Tuesday, May 20, 2008


My world isn't exactly typical, and so my anecdotal knowledge of such things isn't necessarily reliable, but I do get the sense that the degree to which cars are key conspicuous consumption status symbols has started to decline somewhat. It seemed like for awhile the "get a new car every 3 years" plan was pretty common for people, and the more expensive the better. Obviously the degree to which something is an important status symbol isn't the only determinant of sales, but it's part of it.

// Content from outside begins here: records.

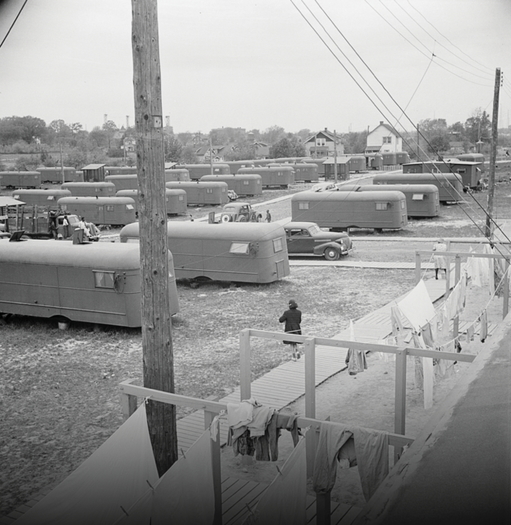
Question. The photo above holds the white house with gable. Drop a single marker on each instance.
(383, 139)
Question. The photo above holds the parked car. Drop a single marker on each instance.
(307, 238)
(239, 212)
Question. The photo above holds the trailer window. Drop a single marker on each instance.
(239, 247)
(104, 279)
(277, 244)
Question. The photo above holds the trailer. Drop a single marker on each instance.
(90, 189)
(110, 211)
(271, 176)
(231, 252)
(175, 200)
(450, 185)
(244, 185)
(20, 179)
(422, 200)
(196, 171)
(120, 170)
(58, 175)
(205, 193)
(43, 199)
(305, 172)
(93, 283)
(177, 174)
(342, 210)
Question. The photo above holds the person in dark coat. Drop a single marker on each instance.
(293, 319)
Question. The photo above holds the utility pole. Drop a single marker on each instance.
(335, 156)
(418, 144)
(158, 361)
(493, 155)
(211, 155)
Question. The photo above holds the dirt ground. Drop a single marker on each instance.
(367, 400)
(59, 389)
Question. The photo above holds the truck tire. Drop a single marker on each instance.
(331, 254)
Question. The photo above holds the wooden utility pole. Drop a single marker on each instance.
(158, 361)
(493, 155)
(335, 156)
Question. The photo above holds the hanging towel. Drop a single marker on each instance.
(417, 306)
(332, 437)
(372, 459)
(483, 330)
(285, 500)
(372, 449)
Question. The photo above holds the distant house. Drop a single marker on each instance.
(323, 144)
(383, 139)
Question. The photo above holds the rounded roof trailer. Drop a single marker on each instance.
(341, 210)
(89, 189)
(232, 252)
(450, 185)
(176, 200)
(94, 282)
(422, 200)
(101, 210)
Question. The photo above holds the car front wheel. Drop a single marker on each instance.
(331, 254)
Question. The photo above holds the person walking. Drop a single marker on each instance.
(293, 319)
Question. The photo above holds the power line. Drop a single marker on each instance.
(420, 51)
(380, 111)
(12, 25)
(440, 43)
(454, 45)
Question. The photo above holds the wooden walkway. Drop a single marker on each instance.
(286, 383)
(279, 388)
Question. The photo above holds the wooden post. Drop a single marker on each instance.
(400, 398)
(158, 358)
(310, 401)
(505, 305)
(457, 276)
(217, 473)
(310, 378)
(245, 374)
(400, 390)
(493, 155)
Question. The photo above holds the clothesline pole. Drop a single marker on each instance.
(418, 264)
(245, 373)
(457, 277)
(310, 378)
(216, 466)
(310, 400)
(400, 393)
(505, 306)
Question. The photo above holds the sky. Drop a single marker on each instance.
(258, 64)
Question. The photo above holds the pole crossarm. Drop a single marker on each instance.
(359, 345)
(465, 254)
(216, 407)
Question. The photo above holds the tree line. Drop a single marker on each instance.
(49, 144)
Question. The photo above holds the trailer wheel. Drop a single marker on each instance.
(331, 254)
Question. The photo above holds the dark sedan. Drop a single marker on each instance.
(307, 238)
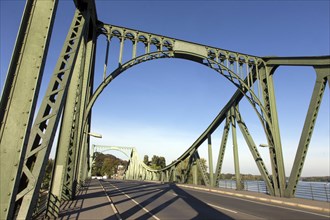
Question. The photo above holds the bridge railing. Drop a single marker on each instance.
(305, 190)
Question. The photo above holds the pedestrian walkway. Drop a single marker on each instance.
(90, 203)
(93, 203)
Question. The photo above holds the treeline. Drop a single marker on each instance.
(106, 164)
(316, 179)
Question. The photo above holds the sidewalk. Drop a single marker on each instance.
(90, 203)
(306, 204)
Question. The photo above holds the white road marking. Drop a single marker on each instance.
(266, 204)
(222, 208)
(174, 194)
(146, 210)
(111, 204)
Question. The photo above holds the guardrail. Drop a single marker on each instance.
(307, 190)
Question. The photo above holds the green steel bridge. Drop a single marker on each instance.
(70, 96)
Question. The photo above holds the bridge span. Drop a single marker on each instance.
(28, 131)
(117, 199)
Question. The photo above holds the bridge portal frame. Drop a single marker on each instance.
(29, 154)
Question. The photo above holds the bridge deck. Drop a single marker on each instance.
(142, 200)
(90, 203)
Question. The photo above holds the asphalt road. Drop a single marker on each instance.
(144, 200)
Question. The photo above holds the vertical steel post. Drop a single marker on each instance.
(322, 75)
(67, 131)
(274, 141)
(209, 144)
(222, 151)
(45, 125)
(235, 149)
(255, 153)
(19, 97)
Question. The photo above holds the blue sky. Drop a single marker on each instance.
(161, 107)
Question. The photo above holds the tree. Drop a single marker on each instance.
(106, 164)
(146, 159)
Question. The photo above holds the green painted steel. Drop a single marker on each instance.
(222, 151)
(66, 138)
(252, 76)
(20, 93)
(235, 148)
(322, 76)
(44, 127)
(255, 153)
(210, 158)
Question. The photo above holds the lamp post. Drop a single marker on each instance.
(95, 135)
(273, 164)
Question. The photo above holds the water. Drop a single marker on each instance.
(307, 190)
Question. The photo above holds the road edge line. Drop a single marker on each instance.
(261, 199)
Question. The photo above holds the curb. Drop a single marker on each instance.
(261, 199)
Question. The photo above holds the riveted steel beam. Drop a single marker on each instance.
(254, 151)
(68, 131)
(44, 127)
(210, 157)
(272, 130)
(235, 148)
(222, 151)
(298, 61)
(18, 100)
(322, 76)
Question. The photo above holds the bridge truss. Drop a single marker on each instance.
(70, 97)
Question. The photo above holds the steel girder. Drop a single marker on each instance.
(222, 151)
(44, 127)
(20, 94)
(322, 76)
(62, 178)
(240, 69)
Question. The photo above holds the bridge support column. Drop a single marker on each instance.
(68, 134)
(222, 151)
(273, 132)
(322, 76)
(235, 149)
(45, 125)
(19, 97)
(209, 142)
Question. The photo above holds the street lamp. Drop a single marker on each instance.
(263, 145)
(96, 135)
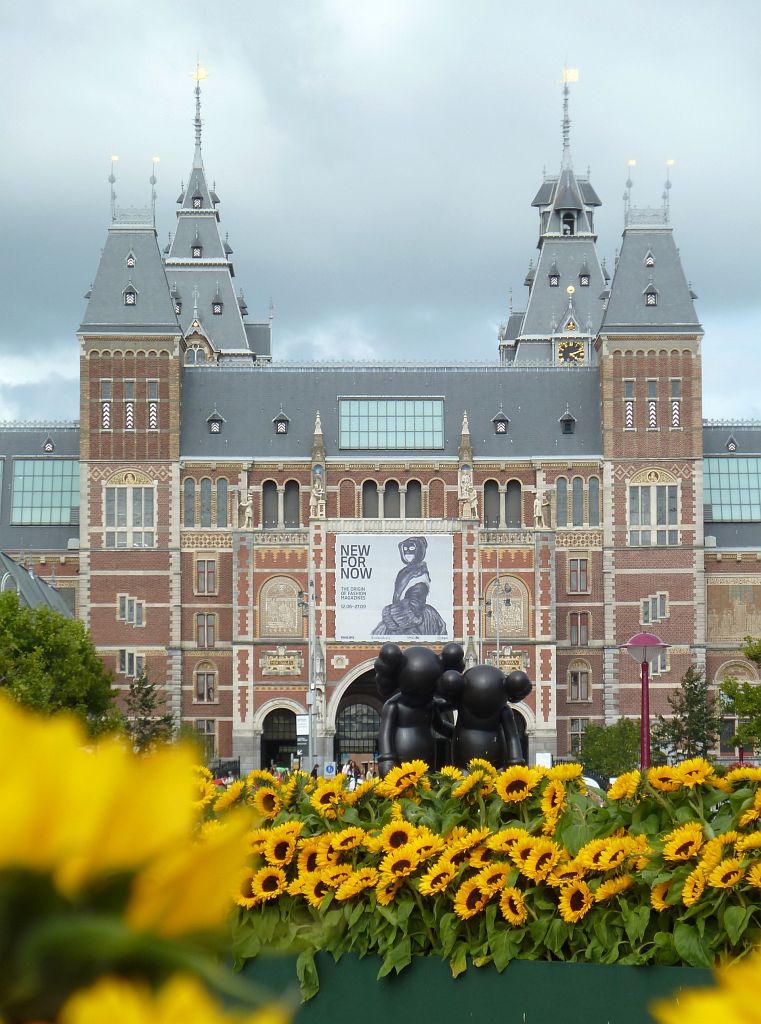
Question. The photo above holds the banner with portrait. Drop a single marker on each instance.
(394, 587)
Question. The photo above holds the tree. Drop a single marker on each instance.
(743, 699)
(611, 750)
(692, 728)
(47, 662)
(145, 721)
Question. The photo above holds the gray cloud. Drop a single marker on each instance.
(376, 162)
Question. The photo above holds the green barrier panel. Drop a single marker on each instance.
(526, 992)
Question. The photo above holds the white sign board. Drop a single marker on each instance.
(393, 587)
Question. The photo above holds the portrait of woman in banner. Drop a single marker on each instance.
(409, 613)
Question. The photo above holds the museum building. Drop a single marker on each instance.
(248, 531)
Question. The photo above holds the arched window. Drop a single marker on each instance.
(205, 683)
(491, 504)
(414, 500)
(221, 502)
(269, 504)
(370, 500)
(188, 515)
(561, 513)
(291, 501)
(206, 502)
(391, 503)
(513, 504)
(594, 502)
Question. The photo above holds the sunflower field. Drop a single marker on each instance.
(484, 866)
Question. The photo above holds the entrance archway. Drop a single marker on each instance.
(279, 738)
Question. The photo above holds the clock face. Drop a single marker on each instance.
(571, 351)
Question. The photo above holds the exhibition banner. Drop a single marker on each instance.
(394, 587)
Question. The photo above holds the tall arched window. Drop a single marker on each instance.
(370, 500)
(577, 502)
(206, 502)
(291, 510)
(561, 513)
(221, 502)
(491, 504)
(594, 502)
(514, 501)
(188, 510)
(269, 504)
(414, 500)
(391, 504)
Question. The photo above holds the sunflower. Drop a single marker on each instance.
(312, 888)
(230, 796)
(366, 878)
(611, 887)
(267, 802)
(543, 857)
(683, 843)
(564, 773)
(517, 783)
(694, 771)
(436, 879)
(245, 896)
(328, 798)
(553, 799)
(576, 899)
(470, 899)
(268, 883)
(503, 842)
(494, 877)
(625, 785)
(400, 862)
(513, 906)
(403, 777)
(386, 889)
(658, 896)
(693, 886)
(726, 873)
(280, 848)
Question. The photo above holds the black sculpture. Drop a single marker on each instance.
(413, 717)
(429, 686)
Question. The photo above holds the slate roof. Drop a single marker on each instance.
(33, 592)
(250, 398)
(626, 308)
(154, 310)
(26, 441)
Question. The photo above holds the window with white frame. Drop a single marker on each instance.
(130, 610)
(653, 514)
(129, 517)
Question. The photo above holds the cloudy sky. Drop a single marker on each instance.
(375, 161)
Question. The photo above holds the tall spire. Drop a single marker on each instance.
(200, 75)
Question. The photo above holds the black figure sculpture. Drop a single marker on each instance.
(409, 613)
(412, 717)
(485, 726)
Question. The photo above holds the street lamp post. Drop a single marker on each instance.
(642, 647)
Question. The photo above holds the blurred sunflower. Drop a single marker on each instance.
(513, 906)
(470, 899)
(576, 899)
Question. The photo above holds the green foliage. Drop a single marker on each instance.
(47, 662)
(145, 721)
(611, 750)
(692, 730)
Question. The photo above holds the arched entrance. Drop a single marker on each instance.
(357, 722)
(279, 738)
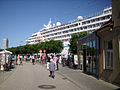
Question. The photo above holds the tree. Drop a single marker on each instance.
(73, 41)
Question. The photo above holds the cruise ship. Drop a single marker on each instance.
(64, 32)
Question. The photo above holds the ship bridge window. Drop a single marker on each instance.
(90, 26)
(97, 19)
(93, 20)
(88, 22)
(83, 23)
(102, 18)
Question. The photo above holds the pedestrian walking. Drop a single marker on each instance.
(55, 59)
(18, 59)
(33, 60)
(51, 68)
(48, 61)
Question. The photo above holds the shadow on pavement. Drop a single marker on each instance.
(46, 86)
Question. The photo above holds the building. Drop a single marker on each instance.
(5, 43)
(35, 38)
(64, 32)
(99, 52)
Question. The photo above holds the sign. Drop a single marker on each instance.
(40, 51)
(44, 51)
(75, 59)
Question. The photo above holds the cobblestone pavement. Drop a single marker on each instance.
(36, 77)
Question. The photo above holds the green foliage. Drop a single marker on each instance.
(53, 46)
(73, 41)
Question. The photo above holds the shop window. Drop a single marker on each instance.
(109, 55)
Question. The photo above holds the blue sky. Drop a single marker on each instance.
(20, 18)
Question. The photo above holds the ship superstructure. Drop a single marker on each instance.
(64, 32)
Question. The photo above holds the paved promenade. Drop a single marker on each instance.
(36, 77)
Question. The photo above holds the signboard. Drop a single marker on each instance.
(44, 51)
(75, 59)
(40, 51)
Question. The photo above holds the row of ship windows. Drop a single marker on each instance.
(96, 19)
(64, 36)
(83, 23)
(77, 29)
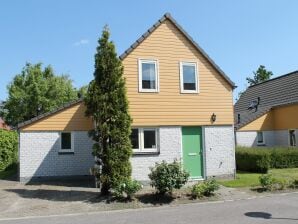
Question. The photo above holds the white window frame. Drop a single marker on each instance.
(260, 143)
(140, 62)
(295, 132)
(141, 148)
(182, 90)
(71, 140)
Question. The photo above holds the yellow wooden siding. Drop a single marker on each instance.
(169, 47)
(286, 117)
(69, 119)
(263, 123)
(280, 118)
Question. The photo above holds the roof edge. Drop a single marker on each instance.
(58, 109)
(170, 18)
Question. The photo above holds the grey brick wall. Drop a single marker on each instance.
(39, 155)
(219, 151)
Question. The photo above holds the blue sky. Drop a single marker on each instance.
(237, 35)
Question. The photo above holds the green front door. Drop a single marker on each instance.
(192, 151)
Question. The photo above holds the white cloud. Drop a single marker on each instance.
(81, 42)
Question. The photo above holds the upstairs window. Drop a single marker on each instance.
(148, 76)
(188, 77)
(66, 142)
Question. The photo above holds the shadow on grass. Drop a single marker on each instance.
(155, 199)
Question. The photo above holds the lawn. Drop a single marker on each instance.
(245, 179)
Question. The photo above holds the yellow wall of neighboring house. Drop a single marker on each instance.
(280, 118)
(69, 119)
(169, 106)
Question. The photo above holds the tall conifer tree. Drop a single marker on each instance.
(107, 104)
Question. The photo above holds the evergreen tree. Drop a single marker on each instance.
(107, 104)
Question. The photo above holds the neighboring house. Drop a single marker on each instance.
(266, 114)
(181, 104)
(3, 125)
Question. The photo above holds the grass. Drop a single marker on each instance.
(9, 171)
(245, 179)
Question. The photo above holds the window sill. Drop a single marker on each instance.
(65, 152)
(145, 153)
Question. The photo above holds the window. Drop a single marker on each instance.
(260, 138)
(148, 76)
(292, 137)
(66, 142)
(144, 140)
(188, 77)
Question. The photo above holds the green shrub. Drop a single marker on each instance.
(205, 188)
(8, 148)
(127, 189)
(253, 160)
(262, 158)
(267, 181)
(167, 176)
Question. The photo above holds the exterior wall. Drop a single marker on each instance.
(39, 157)
(69, 119)
(169, 107)
(263, 123)
(272, 138)
(219, 151)
(170, 149)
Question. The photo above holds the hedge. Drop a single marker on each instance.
(263, 158)
(8, 148)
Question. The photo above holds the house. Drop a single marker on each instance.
(266, 114)
(3, 125)
(181, 104)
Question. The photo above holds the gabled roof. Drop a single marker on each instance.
(276, 92)
(168, 16)
(39, 117)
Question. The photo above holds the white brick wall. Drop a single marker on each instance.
(170, 149)
(39, 155)
(219, 150)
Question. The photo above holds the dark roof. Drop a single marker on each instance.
(168, 16)
(276, 92)
(65, 106)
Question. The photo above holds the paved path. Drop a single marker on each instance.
(273, 209)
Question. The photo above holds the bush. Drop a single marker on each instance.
(253, 160)
(167, 176)
(261, 159)
(8, 148)
(205, 188)
(127, 189)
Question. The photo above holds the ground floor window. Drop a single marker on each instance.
(260, 138)
(144, 140)
(292, 137)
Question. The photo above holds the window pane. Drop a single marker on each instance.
(149, 139)
(148, 76)
(260, 137)
(134, 138)
(65, 140)
(292, 138)
(189, 77)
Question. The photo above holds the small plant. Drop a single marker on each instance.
(167, 176)
(127, 189)
(267, 181)
(205, 188)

Through most of the 1990s, auto makers sold a little over 15 million cars and light trucks a year in the U.S. market. That changed in the late 1990s: With gasoline prices low and many U.S. consumers feeling flush from the tech-stock boom, auto sales surged. Sales peaked at 17.4 million in 2000 and remained near 17 million for another five years. Heads of General Motors Corp. and Toyota said the U.S. was entering a golden age of the automobile. In 2003, Toyota's head of North American sales predicted the industry would soon be selling 20 million vehicles a year.

They were wrong. Sales started falling in 2006 and this year are expected to be right back where they were in the 1990s, at just over 15 million. Last week, market researcher Global Insight Inc. lowered its 2008 forecast for U.S. vehicle sales to below 15 million. Global Insight now believes sales won't reach previous highs again until 2012, a year later than it had previously thought.